I stepped under the hot spray and let the water wash away the last of the hospital smells. I could fix this weight problem. In a few minutes, I’d fix myself some food, and it would get better.

The good news was that I hadn’t gotten ahold of mother—not since she called me in the coffee shop. I’d missed a bunch of texts from her while I’d been asleep, and the last one said that if I was behaving like a child and ignoring her, then she had better things to do. She was going on a trip and would be out of touch for a while.

I couldn’t believe my luck. Her being MIA meant that I didn’t have to check in with my regular doctor, which meant no extra tests. I’d texted her with an apology and that I would be around if she needed me. I hadn’t heard back yet. I hoped it’d be a while before I heard back, and then instantly felt bad about that.

I shouldn’t feel such animosity toward my own mother, and yet, I couldn’t help it. Something about the way she treated me and how she talked down to me bred nothing but enmity. The less I saw her, the less I talked to her, the better for everyone.

When I got out of the shower, I quickly dressed and then made a list. Item one was checking in with my professor. Georgine called to tell me that she’d talked to him for me, but I needed to reach out. I took a picture of the medical excuse the nurse from the hospital gave me this morning, and then attached it to my quick email asking when I could retake the test.

There. That was done.

Item two was food. A lot of food.

I was used to being hungry all the time, but it was still annoying. I ate more than any other average girl ate. Nothing ever seemed to be enough.

My stomach growled, and I moved into the kitchen. The kitchen was pretty standard for apartments in the area—plain oak cabinets with a light grade laminate countertop—but it was the one place in the apartment that felt like me. It was the only thing that I’d stocked myself.

Mother wanted to have a meal service drop off a bag of food at the security desk in the lobby of the building every morning. I went along with it for the first few weeks I’d lived here. Using them made sure that I ate a specific number of calories a day, which meant I never underrate, but I was hungry all the time.
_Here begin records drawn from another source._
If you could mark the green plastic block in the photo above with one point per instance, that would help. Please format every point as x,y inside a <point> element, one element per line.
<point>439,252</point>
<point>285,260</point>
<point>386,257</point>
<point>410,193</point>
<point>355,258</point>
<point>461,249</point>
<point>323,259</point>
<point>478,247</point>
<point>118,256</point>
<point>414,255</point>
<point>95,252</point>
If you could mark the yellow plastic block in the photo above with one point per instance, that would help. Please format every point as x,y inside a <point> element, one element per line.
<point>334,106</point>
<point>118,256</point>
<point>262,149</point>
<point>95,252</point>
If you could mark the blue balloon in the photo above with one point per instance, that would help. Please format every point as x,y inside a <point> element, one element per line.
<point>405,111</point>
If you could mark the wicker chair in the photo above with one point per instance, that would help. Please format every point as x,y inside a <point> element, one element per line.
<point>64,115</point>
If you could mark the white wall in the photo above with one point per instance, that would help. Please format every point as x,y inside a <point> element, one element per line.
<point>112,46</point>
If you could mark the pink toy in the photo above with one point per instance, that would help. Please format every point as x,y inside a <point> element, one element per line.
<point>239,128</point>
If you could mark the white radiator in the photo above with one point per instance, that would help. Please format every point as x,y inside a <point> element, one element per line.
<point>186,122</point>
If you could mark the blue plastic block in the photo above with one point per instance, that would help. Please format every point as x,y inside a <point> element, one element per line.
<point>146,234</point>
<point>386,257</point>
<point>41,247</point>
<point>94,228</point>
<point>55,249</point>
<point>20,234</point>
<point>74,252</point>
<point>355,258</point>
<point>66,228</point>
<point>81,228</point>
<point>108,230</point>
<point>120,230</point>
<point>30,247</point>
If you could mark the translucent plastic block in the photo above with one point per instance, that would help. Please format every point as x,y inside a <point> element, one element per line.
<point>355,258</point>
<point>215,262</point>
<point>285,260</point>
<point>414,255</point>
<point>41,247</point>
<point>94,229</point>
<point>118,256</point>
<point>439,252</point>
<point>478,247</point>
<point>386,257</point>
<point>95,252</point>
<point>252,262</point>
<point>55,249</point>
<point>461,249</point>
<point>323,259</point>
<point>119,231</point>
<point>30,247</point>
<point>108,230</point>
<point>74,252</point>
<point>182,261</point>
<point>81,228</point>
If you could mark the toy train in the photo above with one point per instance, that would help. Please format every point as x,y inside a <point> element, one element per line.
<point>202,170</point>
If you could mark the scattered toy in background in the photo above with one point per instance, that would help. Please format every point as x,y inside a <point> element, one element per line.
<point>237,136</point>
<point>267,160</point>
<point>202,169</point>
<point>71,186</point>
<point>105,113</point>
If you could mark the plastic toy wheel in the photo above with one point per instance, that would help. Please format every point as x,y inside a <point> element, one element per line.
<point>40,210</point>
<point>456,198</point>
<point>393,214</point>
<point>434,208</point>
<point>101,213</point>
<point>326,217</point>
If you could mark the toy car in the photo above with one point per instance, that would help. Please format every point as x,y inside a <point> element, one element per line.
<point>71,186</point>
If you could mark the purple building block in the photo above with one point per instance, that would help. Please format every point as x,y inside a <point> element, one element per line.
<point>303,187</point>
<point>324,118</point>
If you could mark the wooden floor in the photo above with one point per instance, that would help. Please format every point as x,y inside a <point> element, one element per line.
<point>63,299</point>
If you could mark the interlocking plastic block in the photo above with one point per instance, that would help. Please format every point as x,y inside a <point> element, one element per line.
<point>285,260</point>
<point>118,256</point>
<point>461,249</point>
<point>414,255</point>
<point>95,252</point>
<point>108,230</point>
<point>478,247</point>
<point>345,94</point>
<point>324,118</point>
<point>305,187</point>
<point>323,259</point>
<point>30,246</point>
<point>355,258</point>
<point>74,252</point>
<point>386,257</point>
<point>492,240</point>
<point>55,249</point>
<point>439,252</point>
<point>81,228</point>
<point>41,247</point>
It took a bit, but I finally got her to let me make my own food. If I’d been a good cook before the accident, I didn’t remember any of it. So, I started from scratch. I watched a ton of cooking shows, and I bought dishes and pans as I needed them over the last year. Now I could make a bunch of things, but today, I wanted some simple comfort.

I grabbed my favorite pan and pulled out the ingredients I needed—butter, bread, and cheese. As the scent of warm butter and bread filled the room, I knew a grilled cheese was just the ticket for the crazy day I’d had.

My mind kept going back to my neighbor. I hadn’t been interested in a guy in a long time. Maybe my reaction to him meant that I was ready to try dating again. It’d been maybe a year, and I’d only been on those four dates. Maybe it was time to sign up for one of those apps. Most of them sounded like a meat market, but I overheard a few girls in my lit class talking about one. It matched people based on a personality test. I’d have to search the margins of my notes for the name of it. I knew I’d written it down somewhere.

Tomorrow. I’d add it to my list for tomorrow.

While I waited for the bread to finish browning, I walked to the living room and flipped on the TV, turning on The Returned. It was my favorite French show. Not only was it good, but the sound of the French language being spoken always soothed me when I was stressed.